I running a container base on nvcr.io/nvidia/pytorch:25.10-py3, then installed tensorflow by pip install nvidia-tensorflow[horovod] --extra-index-url=https://pypi.ngc.nvidia.com/, package installed but error as below:
root@7ec1533a5c9f:/workspace# python3
Python 3.12.3 (main, Aug 14 2025, 17:47:21) [GCC 13.3.0] on linux
Type "help", "copyright", "credits" or "license" for more information.
>>> import tensorflow as tf
2025-11-05 14:25:10.339985: E external/local_xla/xla/stream_executor/cuda/cuda_fft.cc:485] Unable to register cuFFT factory: Attempting to register factory for plugin cuFFT when one has already been registered
2025-11-05 14:25:10.347213: E external/local_xla/xla/stream_executor/cuda/cuda_dnn.cc:8473] Unable to register cuDNN factory: Attempting to register factory for plugin cuDNN when one has already been registered
2025-11-05 14:25:10.350579: E external/local_xla/xla/stream_executor/cuda/cuda_blas.cc:1471] Unable to register cuBLAS factory: Attempting to register factory for plugin cuBLAS when one has already been registered
2025-11-05 14:25:10.776737: W tensorflow/compiler/tf2tensorrt/utils/py_utils.cc:38] TF-TRT Warning: Could not find TensorRT: INTERNAL: Cannot dlopen all TensorRT libraries: FAILED_PRECONDITION: Could not load dynamic library 'libnvinfer.so.10.8.0'; dlerror: libnvinfer.so.10.8.0: cannot open shared object file: No such file or directory; LD_LIBRARY_PATH: /usr/local/cuda/compat/lib.real:/usr/local/lib/python3.12/dist-packages/torch/lib:/usr/local/lib/python3.12/dist-packages/torch_tensorrt/lib:/usr/local/cuda/compat/lib:/usr/local/nvidia/lib:/usr/local/nvidia/lib64
>>> print(tf.config.list_physical_devices('GPU'))
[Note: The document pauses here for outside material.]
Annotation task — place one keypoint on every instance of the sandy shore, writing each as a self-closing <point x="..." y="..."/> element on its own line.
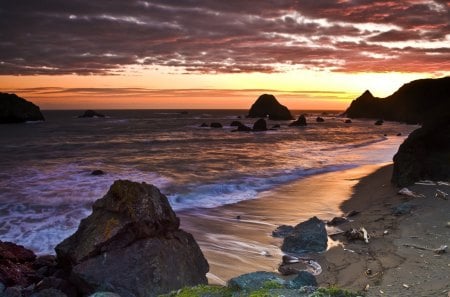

WARNING: All log messages before absl::InitializeLog() is called are written to STDERR
I0000 00:00:1762352719.666273 260 cuda_executor.cc:1015] successful NUMA node read from SysFS had negative value (-1), but there must be at least one NUMA node, so returning NUMA node zero. See more at https://github.com/torvalds/linux/blob/v6.0/Documentation/ABI/testing/sysfs-bus-pci#L344-L355
I0000 00:00:1762352719.707974 260 cuda_executor.cc:1015] successful NUMA node read from SysFS had negative value (-1), but there must be at least one NUMA node, so returning NUMA node zero. See more at https://github.com/torvalds/linux/blob/v6.0/Documentation/ABI/testing/sysfs-bus-pci#L344-L355
I0000 00:00:1762352719.710736 260 cuda_executor.cc:1015] successful NUMA node read from SysFS had negative value (-1), but there must be at least one NUMA node, so returning NUMA node zero. See more at https://github.com/torvalds/linux/blob/v6.0/Documentation/ABI/testing/sysfs-bus-pci#L344-L355
[PhysicalDevice(name='/physical_device:GPU:0', device_type='GPU')]
>>>
I also tried to run a program using tensorflow, more error:
2025-11-05 14:22:57.495784: I tensorflow/compiler/mlir/mlir_graph_optimization_pass.cc:388] MLIR V1 optimization pass is not enabled
2025-11-05 14:22:57.735448: I external/local_xla/xla/stream_executor/cuda/cuda_dnn.cc:531] Loaded cuDNN version 91400
W0000 00:00:1762352577.804734 240 gpu_timer.cc:114] Skipping the delay kernel, measurement accuracy will be reduced
W0000 00:00:1762352577.811749 240 gpu_timer.cc:114] Skipping the delay kernel, measurement accuracy will be reduced
Program finally complete and output correct result. However, it is far slower than tensorflow cpu version.
This topic was automatically closed 14 days after the last reply. New replies are no longer allowed.